What's the best way to ship my user code in a distributed execution environment? #511

lgray · 2021-04-21T17:09:02Z

lgray
Apr 21, 2021
Maintainer

A question brought up in the developers meeting. We should discuss, determine, and advertise some best practices for shipping user environments around among the various ways that people use coffea.
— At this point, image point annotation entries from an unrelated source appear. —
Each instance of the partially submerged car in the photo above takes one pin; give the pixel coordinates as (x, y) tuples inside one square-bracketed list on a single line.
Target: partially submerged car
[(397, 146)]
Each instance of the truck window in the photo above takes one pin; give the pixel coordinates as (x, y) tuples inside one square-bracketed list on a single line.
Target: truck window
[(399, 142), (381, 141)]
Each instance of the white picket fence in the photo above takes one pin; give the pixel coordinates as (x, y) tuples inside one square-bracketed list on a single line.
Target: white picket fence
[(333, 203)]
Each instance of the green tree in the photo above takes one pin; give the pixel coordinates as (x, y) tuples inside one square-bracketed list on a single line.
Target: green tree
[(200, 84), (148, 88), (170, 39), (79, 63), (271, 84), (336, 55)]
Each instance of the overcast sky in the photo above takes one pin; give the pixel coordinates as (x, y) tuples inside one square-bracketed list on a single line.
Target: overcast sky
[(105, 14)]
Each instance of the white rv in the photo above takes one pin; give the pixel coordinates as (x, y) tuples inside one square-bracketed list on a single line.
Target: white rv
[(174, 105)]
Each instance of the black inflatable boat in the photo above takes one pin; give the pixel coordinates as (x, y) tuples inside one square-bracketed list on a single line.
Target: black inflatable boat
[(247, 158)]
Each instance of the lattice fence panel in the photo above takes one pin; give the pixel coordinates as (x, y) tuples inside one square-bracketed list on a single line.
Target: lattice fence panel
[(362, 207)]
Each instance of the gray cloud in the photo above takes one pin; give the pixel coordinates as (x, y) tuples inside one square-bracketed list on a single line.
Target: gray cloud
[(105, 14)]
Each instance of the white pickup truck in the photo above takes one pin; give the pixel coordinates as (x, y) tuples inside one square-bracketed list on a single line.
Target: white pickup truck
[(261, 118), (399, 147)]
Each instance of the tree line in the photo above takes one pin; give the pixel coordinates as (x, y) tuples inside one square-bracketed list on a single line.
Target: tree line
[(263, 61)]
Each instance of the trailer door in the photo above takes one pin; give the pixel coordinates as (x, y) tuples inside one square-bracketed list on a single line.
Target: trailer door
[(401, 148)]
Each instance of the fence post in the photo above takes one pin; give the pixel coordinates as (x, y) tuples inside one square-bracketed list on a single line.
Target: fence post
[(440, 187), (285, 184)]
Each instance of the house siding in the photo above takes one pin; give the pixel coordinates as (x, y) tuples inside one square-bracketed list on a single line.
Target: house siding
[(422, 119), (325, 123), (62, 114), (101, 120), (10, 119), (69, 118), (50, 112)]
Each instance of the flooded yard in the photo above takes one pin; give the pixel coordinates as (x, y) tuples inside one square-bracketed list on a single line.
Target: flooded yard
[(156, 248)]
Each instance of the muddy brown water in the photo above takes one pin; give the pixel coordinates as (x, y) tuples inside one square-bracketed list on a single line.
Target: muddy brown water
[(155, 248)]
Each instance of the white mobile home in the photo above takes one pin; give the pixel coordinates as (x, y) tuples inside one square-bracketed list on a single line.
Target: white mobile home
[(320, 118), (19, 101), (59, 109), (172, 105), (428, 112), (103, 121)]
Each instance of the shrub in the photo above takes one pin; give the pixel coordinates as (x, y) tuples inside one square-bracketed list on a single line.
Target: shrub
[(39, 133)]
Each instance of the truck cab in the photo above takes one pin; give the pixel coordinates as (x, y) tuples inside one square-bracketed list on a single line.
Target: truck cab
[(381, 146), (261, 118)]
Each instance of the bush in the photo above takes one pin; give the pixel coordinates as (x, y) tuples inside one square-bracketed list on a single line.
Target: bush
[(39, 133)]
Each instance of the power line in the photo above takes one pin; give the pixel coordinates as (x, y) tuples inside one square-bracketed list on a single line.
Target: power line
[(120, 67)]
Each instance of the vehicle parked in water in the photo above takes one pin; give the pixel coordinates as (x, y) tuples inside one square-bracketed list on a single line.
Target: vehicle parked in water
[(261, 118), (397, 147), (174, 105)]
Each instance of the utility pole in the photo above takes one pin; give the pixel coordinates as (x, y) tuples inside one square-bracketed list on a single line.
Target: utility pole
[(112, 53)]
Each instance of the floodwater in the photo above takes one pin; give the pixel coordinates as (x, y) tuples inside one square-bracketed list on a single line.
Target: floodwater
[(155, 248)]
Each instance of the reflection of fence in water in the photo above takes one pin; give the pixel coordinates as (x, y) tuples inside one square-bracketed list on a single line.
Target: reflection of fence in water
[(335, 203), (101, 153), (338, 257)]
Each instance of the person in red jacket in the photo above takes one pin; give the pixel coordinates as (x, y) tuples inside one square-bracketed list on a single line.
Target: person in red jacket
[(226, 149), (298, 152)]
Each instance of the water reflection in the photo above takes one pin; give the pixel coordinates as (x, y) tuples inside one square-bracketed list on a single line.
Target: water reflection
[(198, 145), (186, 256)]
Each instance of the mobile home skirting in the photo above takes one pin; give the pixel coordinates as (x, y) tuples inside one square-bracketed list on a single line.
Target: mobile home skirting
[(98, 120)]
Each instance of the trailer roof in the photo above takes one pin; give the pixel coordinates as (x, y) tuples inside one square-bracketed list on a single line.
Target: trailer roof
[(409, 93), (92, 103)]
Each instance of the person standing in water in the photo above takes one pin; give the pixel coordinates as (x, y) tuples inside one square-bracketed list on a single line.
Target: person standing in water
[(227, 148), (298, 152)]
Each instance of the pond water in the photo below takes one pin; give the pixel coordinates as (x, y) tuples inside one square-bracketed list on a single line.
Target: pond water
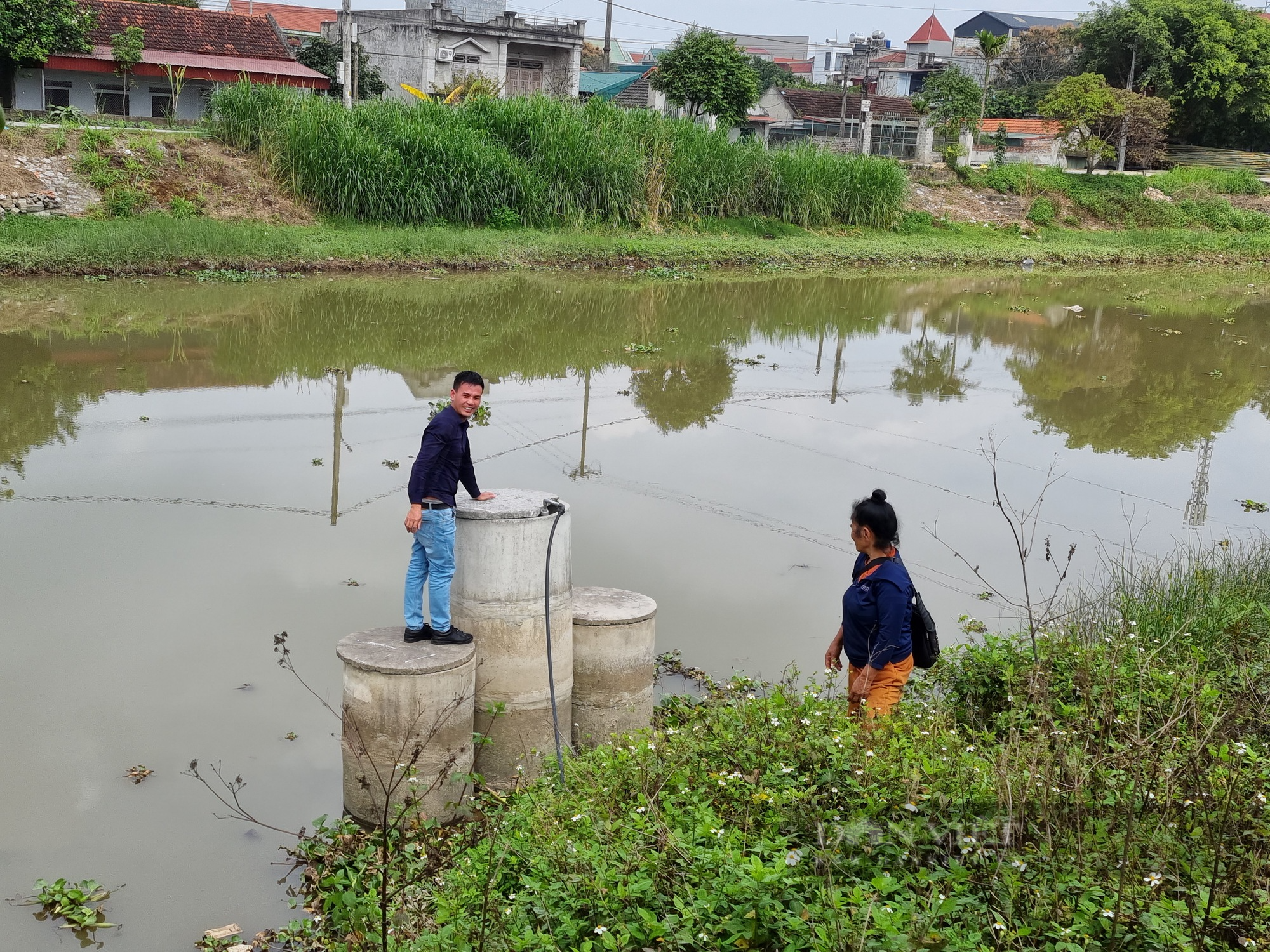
[(191, 469)]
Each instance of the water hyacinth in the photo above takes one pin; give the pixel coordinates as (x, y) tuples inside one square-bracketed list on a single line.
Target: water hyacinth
[(543, 162)]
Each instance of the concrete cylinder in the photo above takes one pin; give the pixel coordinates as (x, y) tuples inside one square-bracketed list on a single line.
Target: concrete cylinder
[(399, 697), (614, 663), (501, 552)]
It would be nice if we can figure out a task queue independent way of presenting this interface.

@nsmith-

Answered by nsmith-

Apr 30, 2021

The answer to this can easily become as complex as the answer to "how do I install coffea", which the installation documentation attempts to answer. The best answer largely depends on the environment you work in. For some cases, it is indeed as simple as pip install coffea, but there are often cases where that isn't the best solution. The guide tries to provide several options with the hope that one of them will feel familiar to a user, and may be the lowest barrier to entry. Here I'll try to do the same for user code.

Shared filesystem

If you are running coffea at an analysis facility with a shared filesystem mounted on the worker nodes of a batch farm, essentially nothing needs to be do…

View full answer

nsmith- · 2021-04-30T18:42:03Z

nsmith-
Apr 30, 2021
Maintainer

The answer to this can easily become as complex as the answer to "how do I install coffea", which the installation documentation attempts to answer. The best answer largely depends on the environment you work in. For some cases, it is indeed as simple as pip install coffea, but there are often cases where that isn't the best solution. The guide tries to provide several options with the hope that one of them will feel familiar to a user, and may be the lowest barrier to entry. Here I'll try to do the same for user code.

Shared filesystem

If you are running coffea at an analysis facility with a shared filesystem mounted on the worker nodes of a batch farm, essentially nothing needs to be done. As long as your distributed worker processes are launched in the same working directory as when you run with a local executor, everything should "just work".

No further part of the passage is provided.